GDPR takes effect today. Although it’s Europe’s new privacy law, its impact is reverberating worldwide. I’ve already received dozens of updated privacy policies and read countless news articles in the context of change within the Internet sector and beyond, including finance, health and travel.

GDPR is based on two primary principals:

  1. Companies need consent to collect an individual’s data
  2. Individuals should be required to share only the data necessary to make those services requesting access to data to work

The Cambridge Analytica scandal brought to light how our data can be collected and exploited for the worse. Yet for many of these applications to work, they need access to data we may feel uncomfortable providing, such as our contacts. Facebook Messenger is a good example. In order to connect and to put us in touch with our contacts, the application needs access.
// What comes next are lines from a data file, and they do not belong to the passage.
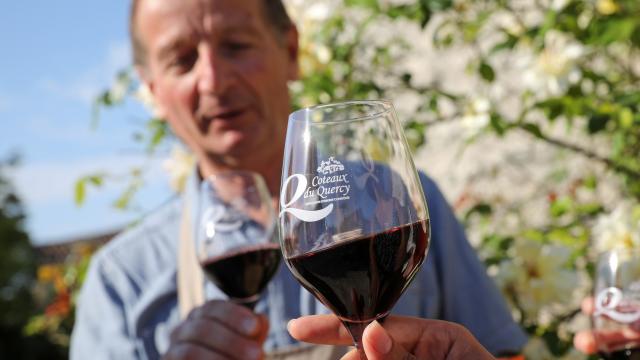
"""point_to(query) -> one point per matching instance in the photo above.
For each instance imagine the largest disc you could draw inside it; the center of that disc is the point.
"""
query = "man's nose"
(214, 74)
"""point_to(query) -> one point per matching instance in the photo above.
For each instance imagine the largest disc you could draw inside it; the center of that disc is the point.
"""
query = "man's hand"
(400, 338)
(585, 341)
(219, 330)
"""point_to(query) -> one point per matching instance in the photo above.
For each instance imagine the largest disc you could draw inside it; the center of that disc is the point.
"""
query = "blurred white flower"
(537, 275)
(556, 5)
(509, 23)
(619, 229)
(119, 89)
(476, 116)
(179, 166)
(144, 95)
(556, 67)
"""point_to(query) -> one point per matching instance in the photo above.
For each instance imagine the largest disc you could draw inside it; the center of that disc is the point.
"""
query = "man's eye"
(184, 61)
(237, 46)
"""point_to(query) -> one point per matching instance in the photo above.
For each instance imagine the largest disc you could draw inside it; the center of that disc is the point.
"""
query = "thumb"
(378, 344)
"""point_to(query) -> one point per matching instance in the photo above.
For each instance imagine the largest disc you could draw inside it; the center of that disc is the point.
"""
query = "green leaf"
(590, 182)
(533, 129)
(508, 44)
(486, 72)
(553, 108)
(626, 118)
(597, 123)
(482, 209)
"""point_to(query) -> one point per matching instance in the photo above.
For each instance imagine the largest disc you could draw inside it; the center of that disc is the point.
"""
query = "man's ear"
(293, 72)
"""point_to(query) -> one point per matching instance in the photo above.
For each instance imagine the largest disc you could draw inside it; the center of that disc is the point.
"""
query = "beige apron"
(191, 295)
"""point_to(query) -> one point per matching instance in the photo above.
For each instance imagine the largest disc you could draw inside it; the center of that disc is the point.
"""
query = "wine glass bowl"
(616, 319)
(236, 245)
(353, 218)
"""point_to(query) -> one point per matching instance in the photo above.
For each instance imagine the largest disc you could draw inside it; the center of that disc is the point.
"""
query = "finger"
(319, 329)
(585, 342)
(378, 344)
(432, 339)
(588, 305)
(189, 351)
(351, 355)
(235, 317)
(214, 337)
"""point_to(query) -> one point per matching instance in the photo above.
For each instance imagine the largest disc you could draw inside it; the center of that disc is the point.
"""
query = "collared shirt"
(128, 304)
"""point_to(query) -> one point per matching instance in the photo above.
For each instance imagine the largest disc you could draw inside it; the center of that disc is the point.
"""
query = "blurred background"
(524, 111)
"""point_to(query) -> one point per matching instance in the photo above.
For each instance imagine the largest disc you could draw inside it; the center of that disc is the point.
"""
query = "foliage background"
(524, 111)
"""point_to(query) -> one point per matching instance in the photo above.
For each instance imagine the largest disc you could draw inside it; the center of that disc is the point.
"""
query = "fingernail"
(249, 325)
(383, 342)
(289, 325)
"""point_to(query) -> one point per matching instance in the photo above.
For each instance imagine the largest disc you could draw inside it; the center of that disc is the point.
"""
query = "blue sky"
(56, 56)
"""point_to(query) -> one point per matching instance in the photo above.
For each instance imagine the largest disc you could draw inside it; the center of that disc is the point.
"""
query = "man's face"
(219, 74)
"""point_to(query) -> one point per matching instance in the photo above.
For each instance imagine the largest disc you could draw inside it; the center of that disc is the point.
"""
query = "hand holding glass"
(236, 246)
(616, 319)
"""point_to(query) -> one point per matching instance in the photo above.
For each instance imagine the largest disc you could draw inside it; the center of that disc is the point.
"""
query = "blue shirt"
(127, 307)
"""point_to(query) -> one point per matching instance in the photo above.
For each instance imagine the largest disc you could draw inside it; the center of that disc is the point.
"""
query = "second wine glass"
(236, 245)
(616, 320)
(353, 217)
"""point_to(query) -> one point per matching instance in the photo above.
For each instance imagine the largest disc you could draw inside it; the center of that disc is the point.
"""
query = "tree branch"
(612, 164)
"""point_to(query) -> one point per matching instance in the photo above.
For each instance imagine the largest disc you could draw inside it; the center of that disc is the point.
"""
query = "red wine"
(624, 354)
(245, 273)
(362, 279)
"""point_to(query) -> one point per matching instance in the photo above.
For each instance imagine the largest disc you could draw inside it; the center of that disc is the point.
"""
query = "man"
(218, 70)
I’m grateful to have been connected and keep in touch with friends I’ve lost touch with via Facebook and I enjoy using free platforms such as Google, OpenTable and Yelp. Yet today, I feel a sense of responsibility to read through the legalese and think through the various applications of their business models before catching up on friends, getting directions or even finding a new restaurant.

Will others feel similarly obligated? I suspect the majority will not, but they should. Early in my career, I sold internet advertising. Perhaps I’m more positive in believing that advertising relevant to me can actually be useful but I also understand the need to share some data in exchange for the opportunity to use free services and get the most out of them. I know I am the product and nothing is entirely free. Rather than close our accounts, GDPR offers us the opportunity to better understand this exchange, the value of privacy and perhaps even get more out of the time we spend on these platforms. Today, we have the opportunity to turn exploitation into customization. If we aren’t careful stewards of our data, the consequences can be severe—impacting our elections, leaders, laws and ultimately our freedom. I’m making a pact today to myself and my readers to protect my privacy, to call out abusers and to share what I learn–good and bad–with my social media friends and followers. I hope you will too.